Kamala vista da vicino: Rampini la vota disgustato, Cazzullo ammette: “Trump vero leader, lei no”
Grandi firme italiane all’opera sulle elezioni, ma con meno fiato alle trombe per Kamala Harris. La grande speranza dem, vista da vicino, rivela infatti tutta la sua inconsistenza. Le grandi firme italiane, che ripudiano Donald Trump neanche fosse Voldemort, non riescono però a vedere in Kamala Harris un alter ego in gonnella di Harry Potter. Anzi, fanno di tutto per alludere alla sua pochezza politica.

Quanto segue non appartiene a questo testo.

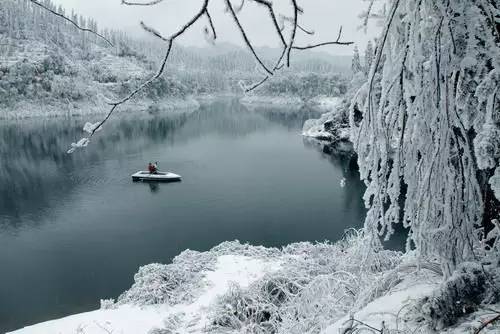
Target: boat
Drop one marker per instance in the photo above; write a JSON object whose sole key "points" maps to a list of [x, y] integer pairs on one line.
{"points": [[158, 176]]}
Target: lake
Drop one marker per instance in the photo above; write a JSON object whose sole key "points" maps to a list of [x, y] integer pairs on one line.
{"points": [[75, 228]]}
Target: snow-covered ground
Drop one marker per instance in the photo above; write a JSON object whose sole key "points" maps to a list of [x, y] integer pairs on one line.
{"points": [[98, 106], [286, 101], [189, 317], [316, 128], [345, 287]]}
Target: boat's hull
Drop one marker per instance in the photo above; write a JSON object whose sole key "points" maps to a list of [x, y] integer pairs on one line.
{"points": [[156, 177]]}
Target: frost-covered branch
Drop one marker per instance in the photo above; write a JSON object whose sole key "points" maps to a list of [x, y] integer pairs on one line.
{"points": [[427, 132], [204, 12]]}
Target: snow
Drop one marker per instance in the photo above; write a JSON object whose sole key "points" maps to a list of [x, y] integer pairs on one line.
{"points": [[315, 127], [326, 103], [192, 317], [291, 101], [24, 109], [387, 308]]}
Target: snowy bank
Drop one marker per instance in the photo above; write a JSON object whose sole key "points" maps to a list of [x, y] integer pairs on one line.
{"points": [[331, 130], [98, 106], [346, 287], [188, 317], [260, 100]]}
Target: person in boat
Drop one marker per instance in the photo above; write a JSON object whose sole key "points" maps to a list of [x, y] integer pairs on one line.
{"points": [[152, 168]]}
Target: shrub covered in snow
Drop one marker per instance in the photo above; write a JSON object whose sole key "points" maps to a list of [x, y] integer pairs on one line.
{"points": [[317, 284]]}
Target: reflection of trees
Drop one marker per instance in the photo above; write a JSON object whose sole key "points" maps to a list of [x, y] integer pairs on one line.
{"points": [[289, 116], [35, 169], [345, 161]]}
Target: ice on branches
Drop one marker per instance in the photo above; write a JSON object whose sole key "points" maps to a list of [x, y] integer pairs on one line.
{"points": [[429, 123]]}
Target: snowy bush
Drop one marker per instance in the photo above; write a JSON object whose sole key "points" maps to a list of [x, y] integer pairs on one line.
{"points": [[317, 284], [169, 284], [460, 294]]}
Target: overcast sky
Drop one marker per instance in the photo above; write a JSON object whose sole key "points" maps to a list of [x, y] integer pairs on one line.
{"points": [[323, 16]]}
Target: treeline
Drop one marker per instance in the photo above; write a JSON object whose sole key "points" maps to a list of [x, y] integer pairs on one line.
{"points": [[45, 58]]}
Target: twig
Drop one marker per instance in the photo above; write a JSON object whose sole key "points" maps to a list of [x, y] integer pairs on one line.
{"points": [[71, 21], [486, 323], [247, 90], [245, 37], [150, 3], [170, 41], [336, 42]]}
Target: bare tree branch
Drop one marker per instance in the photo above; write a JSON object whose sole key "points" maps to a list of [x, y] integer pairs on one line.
{"points": [[336, 42], [251, 88], [286, 52], [71, 21], [488, 322], [211, 23], [150, 3], [296, 10], [245, 37], [170, 42]]}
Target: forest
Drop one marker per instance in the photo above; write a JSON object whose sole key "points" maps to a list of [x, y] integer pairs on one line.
{"points": [[409, 128]]}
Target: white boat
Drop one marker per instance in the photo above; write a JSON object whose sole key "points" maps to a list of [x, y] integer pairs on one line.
{"points": [[158, 176]]}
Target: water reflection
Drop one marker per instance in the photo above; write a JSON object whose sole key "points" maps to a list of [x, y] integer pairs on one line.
{"points": [[78, 220]]}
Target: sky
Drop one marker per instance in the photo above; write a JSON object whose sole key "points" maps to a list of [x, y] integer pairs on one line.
{"points": [[323, 16]]}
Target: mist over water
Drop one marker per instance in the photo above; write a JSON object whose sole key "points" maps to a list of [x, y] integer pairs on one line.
{"points": [[75, 228]]}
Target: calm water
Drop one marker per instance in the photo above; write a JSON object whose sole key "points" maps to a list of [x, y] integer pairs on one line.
{"points": [[74, 228]]}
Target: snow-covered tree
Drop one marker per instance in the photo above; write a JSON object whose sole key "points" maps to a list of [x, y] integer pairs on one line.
{"points": [[356, 62], [429, 138], [369, 54]]}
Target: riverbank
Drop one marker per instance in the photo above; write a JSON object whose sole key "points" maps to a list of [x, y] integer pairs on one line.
{"points": [[301, 288], [99, 106]]}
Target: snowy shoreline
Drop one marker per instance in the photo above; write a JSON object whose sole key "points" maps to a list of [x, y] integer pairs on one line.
{"points": [[99, 107]]}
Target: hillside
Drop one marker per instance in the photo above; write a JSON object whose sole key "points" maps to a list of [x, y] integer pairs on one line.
{"points": [[49, 67]]}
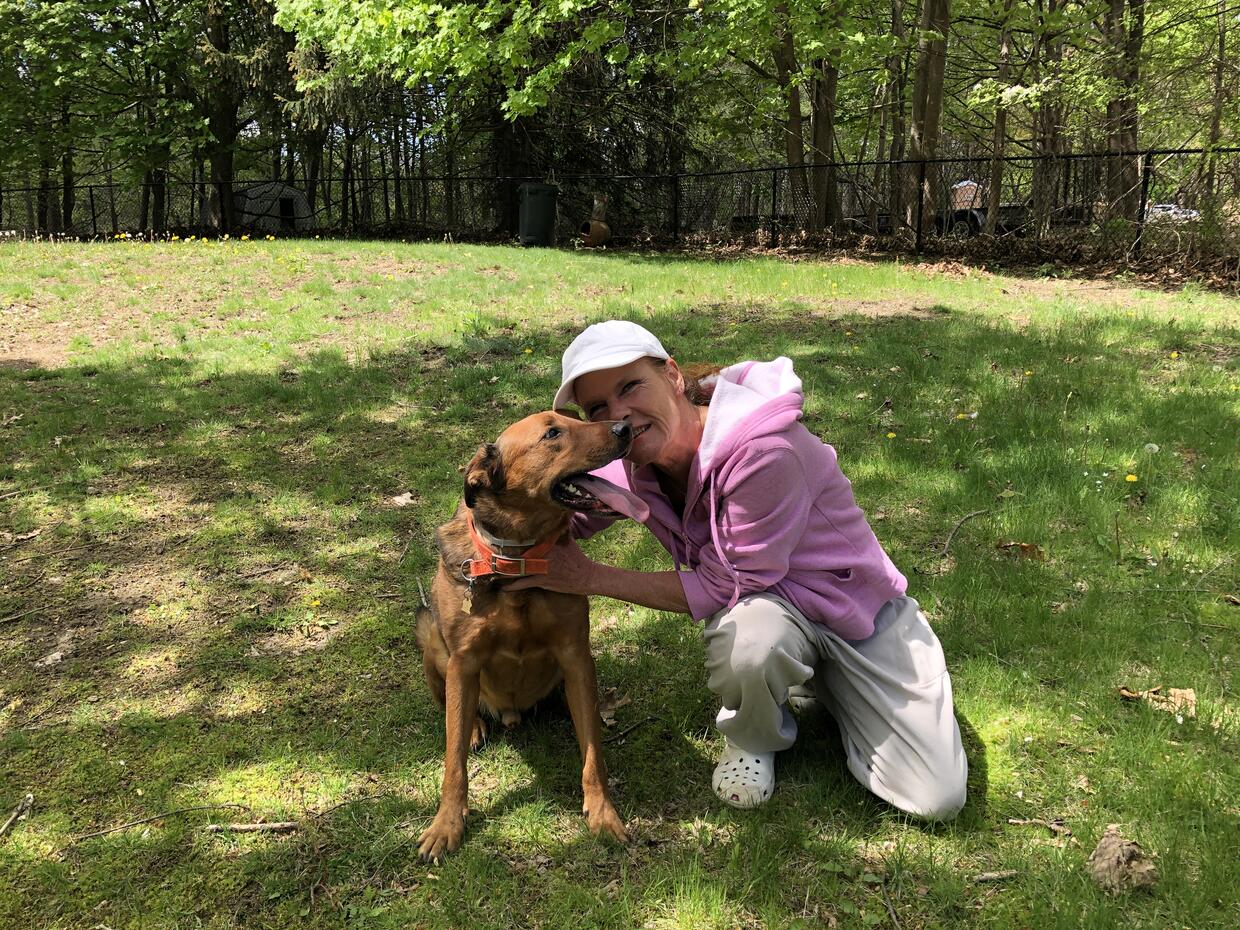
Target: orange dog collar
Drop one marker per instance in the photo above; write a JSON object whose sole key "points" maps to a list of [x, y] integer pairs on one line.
{"points": [[489, 563]]}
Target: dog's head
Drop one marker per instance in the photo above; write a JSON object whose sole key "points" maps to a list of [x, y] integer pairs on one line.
{"points": [[536, 469]]}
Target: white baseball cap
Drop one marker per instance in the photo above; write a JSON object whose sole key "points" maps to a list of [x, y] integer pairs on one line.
{"points": [[604, 345]]}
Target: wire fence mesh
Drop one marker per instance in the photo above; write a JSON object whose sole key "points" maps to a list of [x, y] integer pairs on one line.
{"points": [[1167, 203]]}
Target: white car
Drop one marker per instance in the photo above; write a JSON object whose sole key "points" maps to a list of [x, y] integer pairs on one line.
{"points": [[1171, 213]]}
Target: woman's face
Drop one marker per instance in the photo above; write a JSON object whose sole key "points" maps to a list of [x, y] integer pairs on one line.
{"points": [[651, 397]]}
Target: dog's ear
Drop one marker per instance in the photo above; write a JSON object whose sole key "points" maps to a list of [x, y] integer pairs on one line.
{"points": [[484, 473]]}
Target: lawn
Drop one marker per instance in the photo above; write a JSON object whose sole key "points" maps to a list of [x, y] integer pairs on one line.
{"points": [[221, 465]]}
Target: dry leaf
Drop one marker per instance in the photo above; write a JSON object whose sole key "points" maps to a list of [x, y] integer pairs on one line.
{"points": [[609, 703], [1120, 864], [1176, 701], [1054, 826], [1026, 551]]}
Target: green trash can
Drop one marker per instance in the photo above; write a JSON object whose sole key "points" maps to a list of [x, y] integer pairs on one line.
{"points": [[537, 217]]}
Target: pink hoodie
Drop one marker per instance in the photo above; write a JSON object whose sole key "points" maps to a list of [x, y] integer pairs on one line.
{"points": [[766, 510]]}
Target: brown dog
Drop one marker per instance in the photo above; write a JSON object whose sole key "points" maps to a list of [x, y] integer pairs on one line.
{"points": [[497, 651]]}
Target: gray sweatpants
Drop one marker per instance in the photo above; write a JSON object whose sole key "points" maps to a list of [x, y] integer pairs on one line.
{"points": [[890, 696]]}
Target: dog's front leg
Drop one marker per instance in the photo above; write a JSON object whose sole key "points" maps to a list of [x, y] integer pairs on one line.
{"points": [[582, 690], [461, 686]]}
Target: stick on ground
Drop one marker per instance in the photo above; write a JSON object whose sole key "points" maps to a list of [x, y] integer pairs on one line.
{"points": [[956, 528], [287, 826], [148, 820], [26, 804]]}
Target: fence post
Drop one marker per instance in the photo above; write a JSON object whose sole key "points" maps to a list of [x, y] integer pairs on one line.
{"points": [[1146, 170], [676, 207], [921, 200], [774, 206]]}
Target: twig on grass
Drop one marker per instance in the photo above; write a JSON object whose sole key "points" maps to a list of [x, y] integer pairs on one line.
{"points": [[261, 572], [6, 495], [284, 826], [31, 583], [956, 530], [25, 805], [17, 616], [628, 729], [148, 820], [41, 714], [71, 548], [342, 804], [890, 910]]}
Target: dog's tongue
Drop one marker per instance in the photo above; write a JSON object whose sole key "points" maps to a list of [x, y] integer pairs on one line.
{"points": [[614, 497]]}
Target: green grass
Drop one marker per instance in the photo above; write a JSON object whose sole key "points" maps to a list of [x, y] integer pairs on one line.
{"points": [[210, 438]]}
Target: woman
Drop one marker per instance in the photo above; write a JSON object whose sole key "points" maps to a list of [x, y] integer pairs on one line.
{"points": [[778, 561]]}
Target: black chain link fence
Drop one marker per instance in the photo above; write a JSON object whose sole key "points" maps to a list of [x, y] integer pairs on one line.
{"points": [[1073, 207]]}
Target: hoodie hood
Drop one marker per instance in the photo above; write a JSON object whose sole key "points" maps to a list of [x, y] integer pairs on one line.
{"points": [[750, 399]]}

Nel giro di poche ore il Corriere della Sera ha ospitato due stroncature tanto sonore quanto autorevoli: di Federico Rampini e di Aldo Cazzullo. Cosa potevano dire di tanto diverso i nostri prodi editorialisti? Rampini, che è registrato come elettore negli Usa, si è detto “costretto a votarla, probabilmente turandosi il naso, alla maniera di Indro Montanelli ai tempi della Democrazia cristiana.
“La considero la peggiore candidata che io abbia mai votato – scrive Rampini sul Corriere – dopo aver messo la mia scheda nell’urna con i nomi di Barack Obama nel 2012, Hillary Clinton nel 2016, Joe Biden nel 2020 (sono, secondo la definizione americana, un registered Democrat, cosa che non preclude la libertà di scelta nell’Election day). Non potevo fare altro. Donald Trump l’ho visto da vicino per quattro anni, l’ho seguito come corrispondente alla Casa Bianca in tanti summit internazionali. Incluso uno, tremendo, il 16 luglio 2018 a Helsinki con Putin: quest’ultimo, letteralmente, gli suggeriva le risposte, lo imbeccava su dossier come la Crimea. Vorrei evitare un bis, all’America e al mondo”.

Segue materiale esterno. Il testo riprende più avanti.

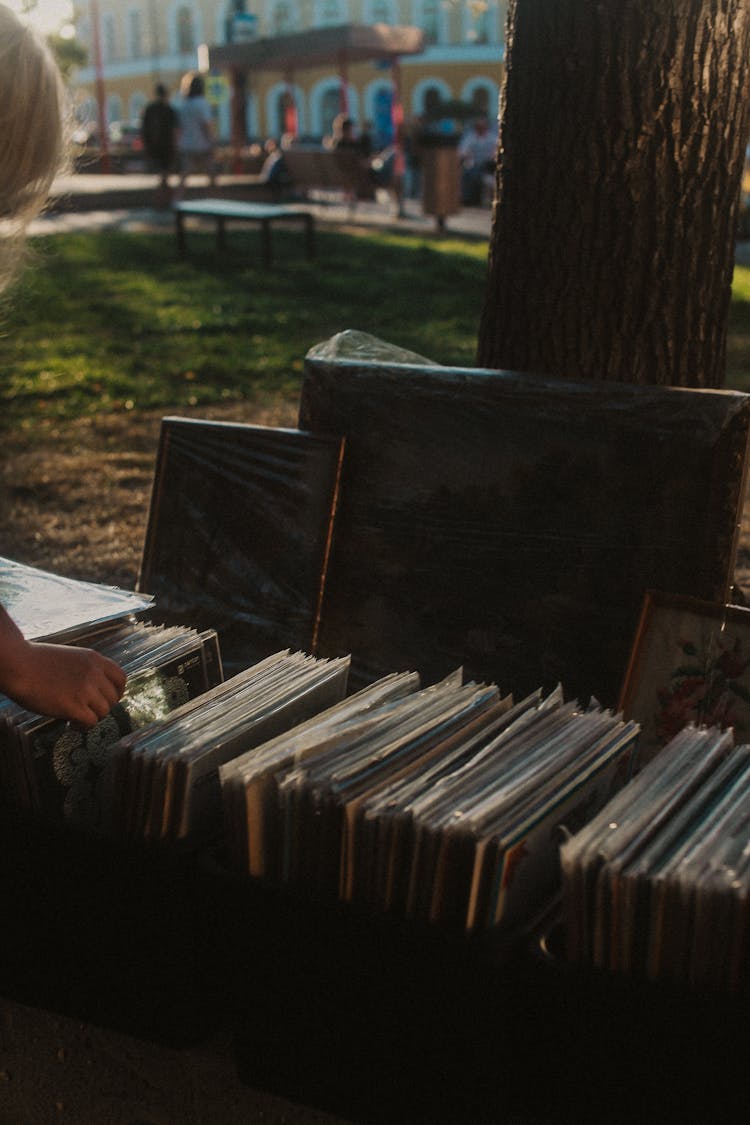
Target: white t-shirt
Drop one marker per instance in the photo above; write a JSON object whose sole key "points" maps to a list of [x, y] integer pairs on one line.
{"points": [[196, 122]]}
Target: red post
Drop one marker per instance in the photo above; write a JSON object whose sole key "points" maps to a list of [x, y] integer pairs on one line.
{"points": [[343, 89], [101, 101], [290, 117]]}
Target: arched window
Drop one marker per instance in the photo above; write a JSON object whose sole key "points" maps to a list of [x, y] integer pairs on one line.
{"points": [[432, 101], [330, 108], [286, 116], [108, 38], [480, 102], [135, 33], [281, 19], [136, 105], [114, 108], [186, 32], [477, 29], [328, 12], [380, 11], [430, 20]]}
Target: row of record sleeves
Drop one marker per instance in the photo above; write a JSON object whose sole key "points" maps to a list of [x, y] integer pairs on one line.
{"points": [[658, 883], [449, 803], [439, 803]]}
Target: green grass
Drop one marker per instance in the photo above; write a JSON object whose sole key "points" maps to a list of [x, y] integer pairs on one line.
{"points": [[117, 321], [738, 343]]}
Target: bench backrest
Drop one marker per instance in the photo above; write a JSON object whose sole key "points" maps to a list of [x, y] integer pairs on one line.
{"points": [[319, 168]]}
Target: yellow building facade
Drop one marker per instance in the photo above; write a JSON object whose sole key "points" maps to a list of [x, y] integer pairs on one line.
{"points": [[138, 43]]}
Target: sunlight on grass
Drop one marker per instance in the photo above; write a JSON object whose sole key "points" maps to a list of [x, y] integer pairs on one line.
{"points": [[118, 322], [108, 320], [738, 342]]}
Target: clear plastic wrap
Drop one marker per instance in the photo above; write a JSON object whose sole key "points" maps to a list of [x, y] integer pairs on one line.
{"points": [[352, 344]]}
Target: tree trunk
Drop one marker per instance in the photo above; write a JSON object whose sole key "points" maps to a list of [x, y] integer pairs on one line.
{"points": [[622, 146]]}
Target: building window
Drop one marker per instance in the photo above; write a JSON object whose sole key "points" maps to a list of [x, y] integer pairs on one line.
{"points": [[431, 20], [108, 38], [186, 32], [328, 12], [137, 104], [480, 101], [281, 19], [330, 108], [380, 11], [135, 33], [433, 101], [114, 108], [478, 21]]}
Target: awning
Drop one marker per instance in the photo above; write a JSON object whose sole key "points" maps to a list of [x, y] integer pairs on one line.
{"points": [[319, 46]]}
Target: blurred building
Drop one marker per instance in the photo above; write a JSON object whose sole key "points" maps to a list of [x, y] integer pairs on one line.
{"points": [[144, 42]]}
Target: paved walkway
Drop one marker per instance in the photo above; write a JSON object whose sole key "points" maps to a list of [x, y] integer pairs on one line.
{"points": [[93, 203]]}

Rampini rifiuta anche la tendenza a demonizzare gli elettori repubblicani e invita a riflettere sugli errori commessi dai democratici, tra questi il mancato riconoscimento del declino di Biden e la presentazione idealizzata di Harris, che in passato aveva sostenuto posizioni giudiziarie e di politica energetica più radicali, ora rinnegate senza spiegazioni.
Stessa testata, stroncatura non molto dissimile, quella firmata da Aldo Cazzullo, che è costretto ad ammettere: “Eppure Donald Trump, piaccia o no, è un leader. Kamala Harris, no. E se non sei un leader, non lo diventi in cento giorni di campagna elettorale; tanto più se hai alle spalle quattro anni non esaltanti alla Casa Bianca come vice di Biden. Non solo; dietro Trump c’è un movimento. Detestabile come lui, egoista, isolazionista, a volte apertamente razzista e golpista. Ma c’è una spinta popolare che si tocca con mano”.
“Dietro Kamala – prosegue la grande firma di via Solferino – c’è un’alleanza provvisoria di clan che non si amano, i Clinton e gli Obama, di minoranze che si detestano, ebrei e musulmani, o si ignorano, neri e latini, di gruppi sociali, dalle donne laureate agli omosessuali, che non hanno una ragione particolare per votare Harris, tranne il fatto che non vogliono Trump”. “Intendiamoci – ci fa sapere Cazzullo come se desse una notizia da breaking news – la partita è apertissima. Gli ultimi sondaggi non contano molto: in tutti gli Stati in bilico lo scarto è al di sotto del margine di errore”.
Detto tra noi, non occorreva l’intervento di Rampini e Cazzullo per saperlo: basterebbe ricordare il triste primato di Kamala Harris, consacrata come la più impopolare vicepresidente americana della storia. O per meglio dire, da quando l’uomo ha inventato i sondaggi. Quegli stessi sondaggi che oggi fanno tremare i fan dem e sperare chi non crede alla favola di Donald Trump come un novello Voldemort.